団地で住宅スゴロクのその先へ
団地再生物語 | 2019.3.12
今回は、老後の住まいについて考えたいと思います。
1970年代の日本では、住宅スゴロクという考え方がありました。独身のころは小さな賃貸アパートに住み、結婚して少し広い賃貸マンション、子どもが産まれたら分譲マンション、その後それを売却して、郊外の庭付き一戸建てで「上がり」、ゴールは1つでした。
まだ暮らしの考え方に多様性が少なく、みんなが同じ理想をもっていたのかもしれません。
しかし、郊外の庭付き一戸建ては引っ越した当初は理想的かもしれませんが、子どもが独立した老後になると、使わない部屋があったり、大きすぎて管理が大変であったり、体力低下で階段の登り降りが億劫になったりすることがありそうです。
そしてそもそも現代では、住宅スゴロクの「上がり」は1つではないのかもしれません。
終の棲家について場所、所有、住み方でそれぞれ考えてみます。場所では郊外に住む以外にも、田舎に住む。海外に住む。都会に住む。所有では、賃貸に住む。購入して住む。住み方では、1人で住む。家族で住む。シェアハウスやホテルに住む。というのもあるかもしれません。
最近、老後に一戸建てから団地に住み替えをする方が増えているようです。老後は体力の低下や病気が心配です。住みやすさを考えると、大きな広い住まいではなく程々の広さで、近くにスーパーなどの生活施設や病院がある団地が選ばれるのもわかる気がします。
老後の団地住まいには、引きこもりにならないような仕組みやイベントがあると良さそうです。例えば、団地内に気軽に入れるフードコートがあったらどうでしょうか。たくさんのお店があれば毎日行くこともできますし、顔を合わせる人や知り合いも多くなりそうです。
さらに運営側に目を向けてみると、以前のコラム「もしも団地の集会室をキッチンスタジオにできたら」で提案したような、団地内のキッチンスタジオを利用して、パンやお菓子やお惣菜をつくって団地のフードコートで売る、1つ1つのお店を団地に住む人が運営できると良さそうです。

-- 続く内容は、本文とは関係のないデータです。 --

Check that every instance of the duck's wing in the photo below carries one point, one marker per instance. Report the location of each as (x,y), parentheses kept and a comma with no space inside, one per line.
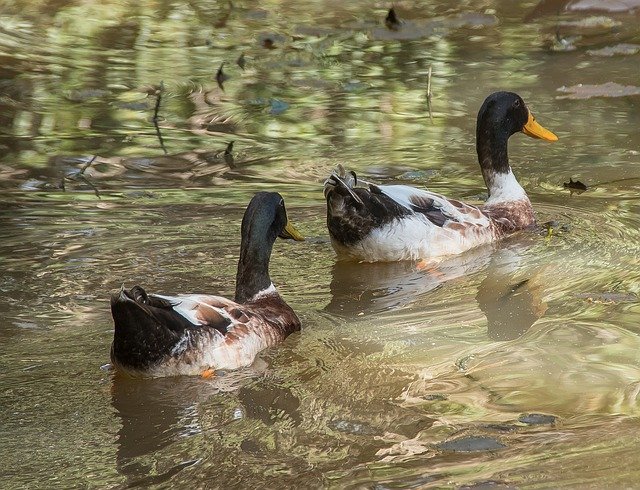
(355,208)
(439,210)
(160,335)
(150,329)
(200,310)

もし、団地内で商いを手伝っていただける人たちが集まれば、子どもをあずけあったり、働くみなさんの時間を融通しあうことで、無理なく働くことができるかもしれません。小さくはじめる商いと、それを利用する人たちが団地のフードコートに集まる。食事は毎日のことです。「住む」「働く」「楽しむ」コミュニティが団地にできる仕組みがあれば、どの世代も楽しく暮らすことができそうです。

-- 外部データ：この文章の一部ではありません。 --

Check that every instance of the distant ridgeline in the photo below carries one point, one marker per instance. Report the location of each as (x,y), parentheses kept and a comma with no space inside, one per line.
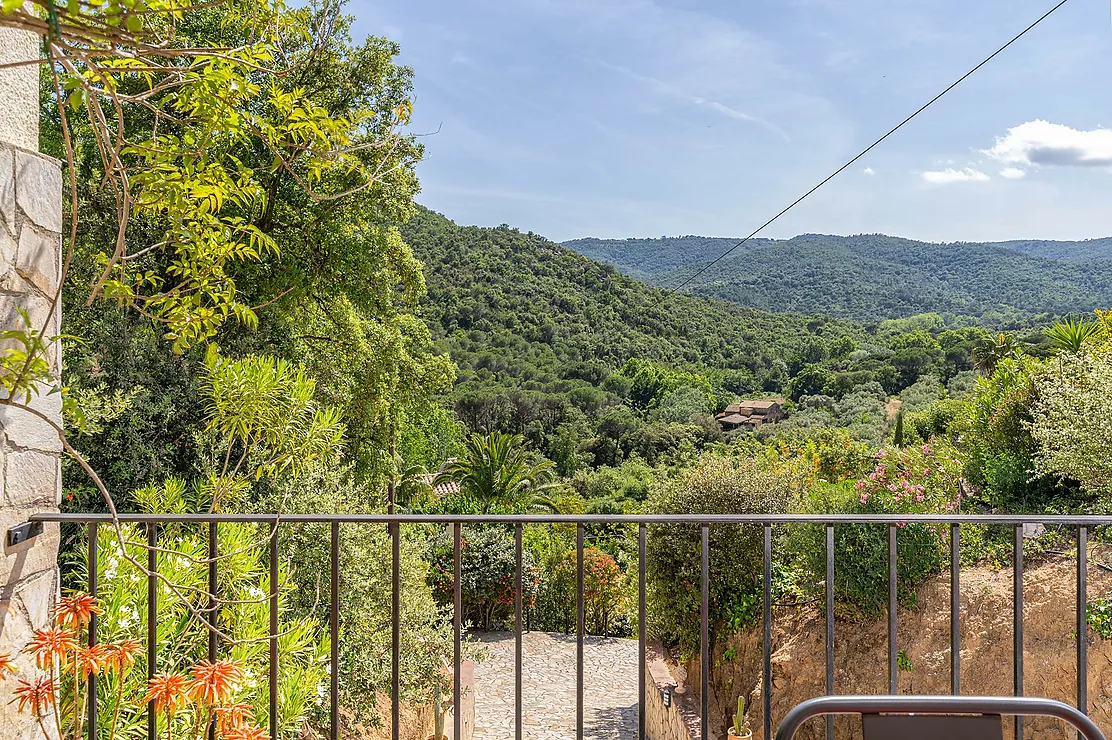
(593,366)
(872,276)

また、団地住戸の室内プランはたくさんのバリエーションがあっても良さそうです。
終の棲家は、いままでのさまざまな暮らしの集大成になります。自分に合った住まいで気持ちよく暮らしたいものです。
料理を大切にする人向けに大きなキッチン。料理をしない人には小さいキッチン。お風呂好きな人には大きな浴室。浴槽がいらない人はシャワールームにして、その分リビングを広く。モノが多い人向けに納戸があるプランなどなど。仕様も豪華である必要はないですが、気持ちの良いデザインだと大切に住みたくなります。
みなさんは老後の団地暮らしをどう考えますか。ご意見をいただければと思います。